ABSTRACT Traditionally, laser supraglottoplasty for the treatment of severe laryngomalacia (SLM) is via rigid endoscopy (RE). Potassium-titanyl-phosphate (KTP) laser fiber can pass through a flexible endoscopy (FE) and cauterize tissue. This study is designed to evaluate and compare clinical variables between these two techniques in the treatment of SLM in infants.
A retrospective study includes four-year period of consecutive infants who received laser supraglottoplasty. In the first two years (2006-2007), conventional RE CO(2)-laser with general anesthesia and endotracheal intubation were used. In the latter two years (2008-2009), a novel technique of FE KTP-laser with intravenous sedation, nasopharyngeal oxygen and a noninvasive respiratory support (if indicated), without any artificial airway was used immediately after the diagnostic FE. After laser surgery, infants were followed for three months. Clinical variables were analyzed and compared.

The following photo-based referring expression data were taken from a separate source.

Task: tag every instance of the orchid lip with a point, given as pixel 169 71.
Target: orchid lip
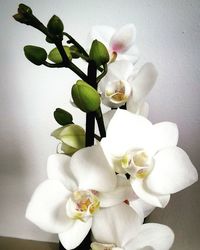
pixel 100 246
pixel 82 205
pixel 118 91
pixel 137 163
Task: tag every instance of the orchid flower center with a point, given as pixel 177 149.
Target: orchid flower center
pixel 137 163
pixel 82 205
pixel 99 246
pixel 118 91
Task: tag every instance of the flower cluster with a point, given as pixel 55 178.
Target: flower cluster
pixel 107 184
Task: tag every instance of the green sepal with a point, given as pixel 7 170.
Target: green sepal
pixel 72 137
pixel 62 117
pixel 36 55
pixel 74 51
pixel 55 56
pixel 24 9
pixel 98 53
pixel 55 25
pixel 85 96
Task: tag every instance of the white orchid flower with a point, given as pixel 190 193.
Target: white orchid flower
pixel 123 85
pixel 120 228
pixel 148 153
pixel 120 43
pixel 76 189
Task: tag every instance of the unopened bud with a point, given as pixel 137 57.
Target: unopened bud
pixel 72 137
pixel 74 51
pixel 55 26
pixel 36 55
pixel 85 96
pixel 24 9
pixel 62 117
pixel 99 53
pixel 55 56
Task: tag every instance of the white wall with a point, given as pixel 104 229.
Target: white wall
pixel 168 35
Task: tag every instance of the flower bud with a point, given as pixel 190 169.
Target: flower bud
pixel 85 96
pixel 74 51
pixel 55 26
pixel 24 9
pixel 62 117
pixel 36 55
pixel 72 137
pixel 99 53
pixel 55 56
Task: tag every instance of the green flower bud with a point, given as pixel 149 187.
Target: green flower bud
pixel 72 137
pixel 36 55
pixel 62 117
pixel 24 9
pixel 24 14
pixel 85 96
pixel 20 18
pixel 99 53
pixel 74 51
pixel 49 40
pixel 55 56
pixel 55 26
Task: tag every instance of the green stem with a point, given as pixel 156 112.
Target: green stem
pixel 100 122
pixel 52 65
pixel 105 67
pixel 68 63
pixel 90 117
pixel 78 46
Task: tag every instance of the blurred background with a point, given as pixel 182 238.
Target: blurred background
pixel 168 34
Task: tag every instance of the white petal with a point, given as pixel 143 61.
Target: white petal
pixel 116 225
pixel 143 193
pixel 76 234
pixel 126 131
pixel 157 236
pixel 140 108
pixel 163 135
pixel 131 55
pixel 144 109
pixel 144 81
pixel 123 38
pixel 120 69
pixel 46 208
pixel 141 207
pixel 58 168
pixel 102 33
pixel 121 193
pixel 108 116
pixel 172 172
pixel 92 171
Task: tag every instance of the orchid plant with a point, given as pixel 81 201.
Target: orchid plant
pixel 101 186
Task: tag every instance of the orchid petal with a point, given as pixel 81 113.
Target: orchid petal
pixel 92 171
pixel 46 208
pixel 142 208
pixel 120 69
pixel 121 193
pixel 152 236
pixel 108 116
pixel 172 172
pixel 71 238
pixel 58 169
pixel 123 38
pixel 102 33
pixel 144 81
pixel 116 225
pixel 128 130
pixel 147 196
pixel 132 55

A total of 57 infants (27 in RE group, 30 in FE group) were enrolled. Basic variables were similar between both groups. Clinical improvement was comparable with 88.9% and 93.3% in the RE and FE groups, respectively. There are no significant differences in mean number of laser surgery, major complications, duration of post-laser respiratory support and hospitalization days, body weight percentile between the two groups. However, the durations of waiting time, operation, ET intubation and total hospital days were significantly less in the FE group.
FE technique has similar success rate but more convenient and cost-effective than the RE technique. It may to be a practical alternative therapy for infants with SLM.